Electric motors can get quite hot while operating—and so can batteries when powering those motors. Battery-electric vehicle (BEV) makers have all spent a great deal of time and money on thermal management, as gasoline-vehicle makers did before them. Their solutions work well for most people, but there is likely room for more work by enthusiasts. That dovetails with one downside of BEVs—some enthusiasts are dismayed at the difficulty of upgrading the cars.

Dodge Charger Daytona

The two come together with the idea that people can customize their cars by upgrading thermal management.
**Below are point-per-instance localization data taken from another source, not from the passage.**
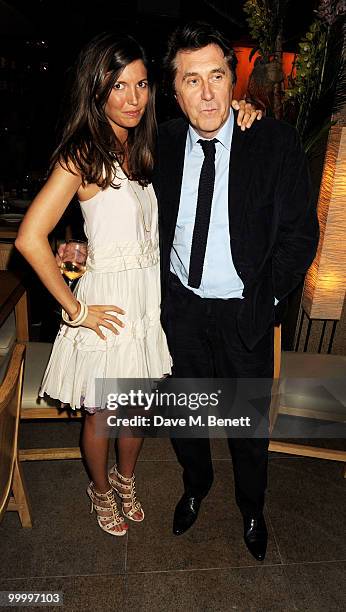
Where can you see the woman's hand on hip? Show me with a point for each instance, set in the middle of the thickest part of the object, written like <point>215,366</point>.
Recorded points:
<point>102,316</point>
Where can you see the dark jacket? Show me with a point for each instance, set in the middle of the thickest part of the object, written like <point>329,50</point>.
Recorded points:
<point>272,218</point>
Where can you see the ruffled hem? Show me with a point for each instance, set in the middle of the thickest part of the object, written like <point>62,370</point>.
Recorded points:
<point>71,373</point>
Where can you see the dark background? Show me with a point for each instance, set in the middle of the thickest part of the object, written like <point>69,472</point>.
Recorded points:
<point>39,40</point>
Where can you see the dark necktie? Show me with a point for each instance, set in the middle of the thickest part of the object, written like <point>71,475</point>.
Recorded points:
<point>203,211</point>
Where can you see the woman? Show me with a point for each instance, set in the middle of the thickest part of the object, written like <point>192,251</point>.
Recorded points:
<point>106,157</point>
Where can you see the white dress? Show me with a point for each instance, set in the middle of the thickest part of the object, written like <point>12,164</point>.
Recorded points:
<point>122,269</point>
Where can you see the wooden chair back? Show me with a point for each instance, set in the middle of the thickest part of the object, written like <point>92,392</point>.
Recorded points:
<point>11,478</point>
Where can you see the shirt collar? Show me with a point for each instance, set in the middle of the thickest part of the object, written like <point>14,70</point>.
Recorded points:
<point>224,136</point>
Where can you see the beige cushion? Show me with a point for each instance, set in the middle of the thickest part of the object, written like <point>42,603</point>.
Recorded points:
<point>37,356</point>
<point>313,386</point>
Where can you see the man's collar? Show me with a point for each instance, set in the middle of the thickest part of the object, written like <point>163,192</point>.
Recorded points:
<point>224,136</point>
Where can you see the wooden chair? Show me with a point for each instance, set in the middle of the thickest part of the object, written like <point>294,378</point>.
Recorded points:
<point>11,477</point>
<point>6,250</point>
<point>299,401</point>
<point>34,407</point>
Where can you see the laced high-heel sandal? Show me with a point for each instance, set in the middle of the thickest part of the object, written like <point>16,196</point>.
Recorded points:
<point>107,513</point>
<point>126,490</point>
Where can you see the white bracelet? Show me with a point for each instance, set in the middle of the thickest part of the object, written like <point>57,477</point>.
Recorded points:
<point>82,315</point>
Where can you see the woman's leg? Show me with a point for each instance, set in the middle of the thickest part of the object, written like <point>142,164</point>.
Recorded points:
<point>123,478</point>
<point>128,451</point>
<point>95,453</point>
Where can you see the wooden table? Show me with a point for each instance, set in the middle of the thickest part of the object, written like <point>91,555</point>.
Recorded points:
<point>13,296</point>
<point>8,231</point>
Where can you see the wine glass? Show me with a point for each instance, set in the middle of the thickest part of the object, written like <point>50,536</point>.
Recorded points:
<point>74,259</point>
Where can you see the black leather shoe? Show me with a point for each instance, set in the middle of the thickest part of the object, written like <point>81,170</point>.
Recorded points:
<point>185,513</point>
<point>256,536</point>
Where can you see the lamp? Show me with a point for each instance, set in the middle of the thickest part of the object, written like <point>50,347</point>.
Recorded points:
<point>324,289</point>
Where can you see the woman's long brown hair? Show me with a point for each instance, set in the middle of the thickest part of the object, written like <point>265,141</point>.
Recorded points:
<point>88,144</point>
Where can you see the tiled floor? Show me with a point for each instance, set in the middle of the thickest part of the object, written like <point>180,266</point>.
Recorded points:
<point>207,569</point>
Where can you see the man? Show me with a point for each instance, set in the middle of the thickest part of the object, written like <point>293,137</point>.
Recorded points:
<point>238,231</point>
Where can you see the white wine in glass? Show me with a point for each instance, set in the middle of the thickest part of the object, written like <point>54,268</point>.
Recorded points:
<point>74,259</point>
<point>72,270</point>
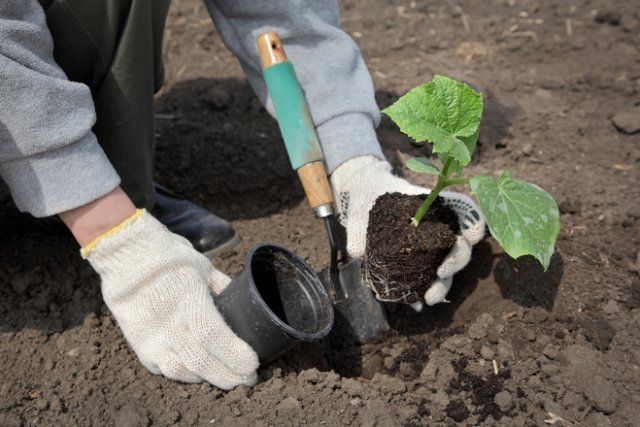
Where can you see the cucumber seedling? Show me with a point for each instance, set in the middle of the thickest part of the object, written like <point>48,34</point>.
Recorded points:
<point>522,217</point>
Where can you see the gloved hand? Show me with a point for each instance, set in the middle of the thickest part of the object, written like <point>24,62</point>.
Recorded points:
<point>358,182</point>
<point>158,289</point>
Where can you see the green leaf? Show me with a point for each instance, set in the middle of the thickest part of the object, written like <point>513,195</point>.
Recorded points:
<point>522,217</point>
<point>470,143</point>
<point>422,165</point>
<point>444,112</point>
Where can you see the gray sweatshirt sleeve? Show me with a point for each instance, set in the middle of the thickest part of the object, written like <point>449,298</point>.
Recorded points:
<point>49,157</point>
<point>328,63</point>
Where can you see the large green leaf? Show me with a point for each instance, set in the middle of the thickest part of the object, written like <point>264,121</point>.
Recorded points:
<point>522,217</point>
<point>444,112</point>
<point>422,165</point>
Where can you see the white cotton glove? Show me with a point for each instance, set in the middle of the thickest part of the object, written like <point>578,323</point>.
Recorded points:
<point>358,182</point>
<point>158,289</point>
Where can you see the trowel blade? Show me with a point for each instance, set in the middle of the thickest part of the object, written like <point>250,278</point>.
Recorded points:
<point>359,316</point>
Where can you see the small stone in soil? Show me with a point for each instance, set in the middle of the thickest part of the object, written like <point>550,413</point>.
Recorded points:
<point>601,394</point>
<point>457,410</point>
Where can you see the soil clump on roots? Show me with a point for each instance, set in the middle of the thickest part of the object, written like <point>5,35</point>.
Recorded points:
<point>401,259</point>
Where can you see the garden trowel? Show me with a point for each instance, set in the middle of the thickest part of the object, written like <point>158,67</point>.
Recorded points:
<point>359,316</point>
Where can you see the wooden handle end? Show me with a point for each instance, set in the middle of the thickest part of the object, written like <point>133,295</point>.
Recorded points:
<point>316,184</point>
<point>270,49</point>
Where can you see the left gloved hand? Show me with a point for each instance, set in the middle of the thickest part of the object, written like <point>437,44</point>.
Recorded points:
<point>358,182</point>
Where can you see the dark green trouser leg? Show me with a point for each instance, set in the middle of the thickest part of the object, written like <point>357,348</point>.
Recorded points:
<point>115,48</point>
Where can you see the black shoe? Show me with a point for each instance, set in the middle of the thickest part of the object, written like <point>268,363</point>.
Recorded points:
<point>208,233</point>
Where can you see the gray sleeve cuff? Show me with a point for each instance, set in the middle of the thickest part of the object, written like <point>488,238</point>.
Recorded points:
<point>55,181</point>
<point>348,136</point>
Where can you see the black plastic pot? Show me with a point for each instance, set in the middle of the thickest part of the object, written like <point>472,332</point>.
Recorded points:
<point>276,301</point>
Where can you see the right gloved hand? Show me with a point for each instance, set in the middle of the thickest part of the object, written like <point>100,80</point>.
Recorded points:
<point>158,289</point>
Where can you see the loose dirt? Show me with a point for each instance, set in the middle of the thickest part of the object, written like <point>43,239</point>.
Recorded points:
<point>565,342</point>
<point>401,260</point>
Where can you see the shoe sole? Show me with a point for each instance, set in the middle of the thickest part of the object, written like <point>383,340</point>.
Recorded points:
<point>223,248</point>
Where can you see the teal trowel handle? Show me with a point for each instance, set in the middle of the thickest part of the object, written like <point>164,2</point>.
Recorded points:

Dodge has already brought out their Fratzonic exhaust system on the Banshee. On a regular car, exhaust systems take hot exhaust gasses from the engine and push it out of the back (or side!) of the car. An EV doesn’t have exhaust gases in the same way, but the batteries and motors do generate heat.

The “Fratzonic” exhaust system could help remove heat from the battery pack, using not just a sound chamber but a “Supercooler” blower system; it would have a coolant pump, like a Hellcat’s supercharger, sitting on top of the front electric motor system. This would be circulate heated coolant from the motors, gearboxes, and battery pack areas through front mounted intercooler-style radiator systems—and force air across the battery packs and through the “Fratzonic.”

That would bring back the beloved supercharger induction sound, while changing the Fratzonic system sound (and making it more functional). On cooler days, there could be visible vapor coming from the back of the car from the condensation from the heat transfer, making the Fratzonic more functional—which addresses some of the complaints about the one we saw on the Charger Daytona EV.